Durant les mandats des présidents WADE et SALL, le pouvoir législatif a été relégué à un rôle de simple chambre d’enregistrement, validant quasi automatiquement les décisions de l’Exécutif. Cette subordination a engendré un déséquilibre institutionnel notable, où la Constitution elle-même a été maintes fois modifiée, amendée ou interprétée selon les besoins du pouvoir en place, affaiblissant ainsi la stabilité juridique du pays.
Le Sénégal évoluait dans un modèle où toute forme de cohabitation ou d’alternance était perçue comme un risque de blocage. C’est pourquoi la situation actuelle ne doit pas être vue comme une simple crise. Elle représente une véritable opportunité de renaissance démocratique, un moment où le Parlement retrouve sa pleine fonction constitutionnelle. Ce n’est pas un dysfonctionnement, mais le signe d’une démocratie qui gagne en maturité. Les grandes démocraties, à l’image de la France où l’Assemblée nationale conteste régulièrement l’Exécutif et où les cohabitations sont courantes, fonctionnent sur ce principe d’équilibre des pouvoirs.
Ainsi, ce que d’aucuns qualifient de « crise » au Sénégal est en réalité l’émergence d’une culture de contre-pouvoirs. Le pouvoir exécutif n’est plus hégémonique et le pouvoir législatif assume enfin son rôle.
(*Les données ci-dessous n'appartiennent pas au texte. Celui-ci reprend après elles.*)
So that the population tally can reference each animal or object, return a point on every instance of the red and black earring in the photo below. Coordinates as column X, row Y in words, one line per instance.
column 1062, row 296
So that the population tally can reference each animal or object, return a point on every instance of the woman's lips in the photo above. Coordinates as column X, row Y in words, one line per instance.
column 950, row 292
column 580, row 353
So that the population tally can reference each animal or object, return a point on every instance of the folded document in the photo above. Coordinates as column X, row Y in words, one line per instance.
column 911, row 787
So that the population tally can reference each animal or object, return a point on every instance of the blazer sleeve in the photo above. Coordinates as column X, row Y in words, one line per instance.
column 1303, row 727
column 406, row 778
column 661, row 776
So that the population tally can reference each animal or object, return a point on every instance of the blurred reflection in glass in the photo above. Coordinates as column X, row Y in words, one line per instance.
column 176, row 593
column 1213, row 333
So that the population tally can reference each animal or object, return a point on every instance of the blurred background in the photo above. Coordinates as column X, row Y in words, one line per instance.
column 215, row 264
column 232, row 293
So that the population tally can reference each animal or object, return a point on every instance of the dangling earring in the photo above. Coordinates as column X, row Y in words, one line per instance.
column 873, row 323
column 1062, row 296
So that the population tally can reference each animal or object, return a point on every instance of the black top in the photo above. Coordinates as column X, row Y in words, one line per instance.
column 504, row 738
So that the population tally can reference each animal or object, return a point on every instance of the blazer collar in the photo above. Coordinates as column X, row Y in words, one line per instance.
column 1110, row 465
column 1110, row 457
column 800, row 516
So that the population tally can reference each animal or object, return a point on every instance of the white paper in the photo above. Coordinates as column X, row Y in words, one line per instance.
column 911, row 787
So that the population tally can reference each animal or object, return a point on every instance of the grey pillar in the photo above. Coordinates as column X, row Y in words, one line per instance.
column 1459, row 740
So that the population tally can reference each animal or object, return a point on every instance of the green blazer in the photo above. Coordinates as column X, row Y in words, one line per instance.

Il s’agit d’un tournant historique où la solidité des institutions est testée non plus par la soumission, mais par la recherche d’un équilibre. Loin de s’effondrer, le système politique sénégalais est en phase d’ajustement et de normalisation.
Le pays fait l’apprentissage de ce qui constitue le quotidien des démocraties établies : la négociation constante, la cohabitation de fait, et la limitation du pouvoir exécutif par le législatif. Loin d’être un indicateur de chaos, ce moment constitue une chance historique pour le Sénégal.
Une occasion pour consolider la démocratie
Cette nouvelle dynamique nous contraint à repenser notre architecture institutionnelle. C’est l’occasion de consolider la culture parlementaire, de stabiliser les règles constitutionnelles, de promouvoir l’implication des citoyens et de fortifier les contre-pouvoirs. C’est sur ces fondations que s’édifient les démocraties résilientes.
Des pays comme le Cap-Vert, le Ghana, le Botswana ou encore l’Afrique du Sud, où le président Cyril Ramaphosa a dû faire face à une procédure de destitution, sont devenus des modèles démocratiques en Afrique. Leur réputation ne vient pas de l’absence de tensions, mais de la capacité de leurs institutions à gérer ces conflits pour les transformer en un équilibre stable et durable.
Le Sénégal a maintenant une opportunité unique de rejoindre ce groupe de nations. Il est essentiel de percevoir cette évolution non comme une menace, mais comme une avancée à consolider. La force d’une démocratie ne réside pas dans l’absence de débats contradictoires, mais dans la vigueur de ses contre-pouvoirs et la maturité de ses institutions. Ce que nous vivons n’est pas une crise, mais bien une renaissance, et potentiellement l’évolution institutionnelle la plus positive pour le pays depuis deux décennies.